The court heard that GIAG’s business expanded rapidly during the period in question, with premium income surging from £10 million in 2009 to £91 million in 2015. Dewsall, as CEO, was at the helm, exercising day-to-day control over operations. However, the company’s structure included a number of non-executive directors, both at GIAG and its parent, Gable Holdings Inc. Despite these layers of oversight, the company’s arrangements with Hogarth Underwriting Agency Limited - an entity wholly owned by Dewsall - created persistent conflicts of interest. These conflicts, while addressed in formal agreements, became central to the court’s examination.

Key agreements included a 2010 underwriting and claims handling contract, later revised in 2013 to address the conflicts and cap Hogarth’s profits. Yet, the court found that nearly £12 million was transferred from Hogarth’s trust accounts to its corporate accounts between 2010 and 2013 - an amount that significantly exceeded Hogarth’s commission entitlements. The legitimacy of these payments, and whether they were permitted under the agreements or constituted misappropriations, was a focal point of the proceedings.

GIAG’s claims did not stop at the movement of funds. The insurer argued that some of the misappropriated money was used for improvements to Weald Hall, a family home beneficially owned by Mrs. Dewsall, and for partial repayment of a mortgage on the property. The property has since been sold, with the net proceeds of approximately £850,000 held by the court pending the outcome of the case. Horatio Risk Consulting LLP, the partnership established by the Dewsalls around the time of GIAG’s liquidation, was said to have received approximately £280,000 of the disputed funds. Notably, no personal claims were brought against Mrs.

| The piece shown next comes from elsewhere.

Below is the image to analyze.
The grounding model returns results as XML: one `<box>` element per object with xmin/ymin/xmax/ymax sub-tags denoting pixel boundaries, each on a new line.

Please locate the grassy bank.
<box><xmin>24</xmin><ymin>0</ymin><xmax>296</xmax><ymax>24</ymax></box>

Dewsall; her involvement was limited to proprietary claims related to Weald Hall.

The collapse of GIAG in November 2016 followed a series of regulatory interventions by the Liechtenstein Financial Market Authority (FMA), which issued orders prohibiting payments to associated companies and eventually appointed PricewaterhouseCoopers as administrator. The company’s insolvency was attributed in part to its rapid expansion and failure to meet solvency requirements. Criminal proceedings in Liechtenstein against both Dewsall and Hirschfield remain unresolved.

Throughout the proceedings, the High Court scrutinized whether Dewsall and Hirschfield breached their duties as directors under Liechtenstein law and whether the misappropriated funds could be traced into Weald Hall. The court also examined the legitimacy of payments between GIAG, Hogarth, and related entities, as well as the availability of proprietary remedies to GIAG. No specific insurance policy clauses were at issue in the judgment; the dispute focused squarely on governance, director conduct, and the tracing of company assets.

The case, with its high stakes and detailed examination of executive conduct, serves as a cautionary tale for insurance professionals and company directors. It underscores the necessity of strong governance, transparent financial management, and vigilant oversight at all levels of the insurance business.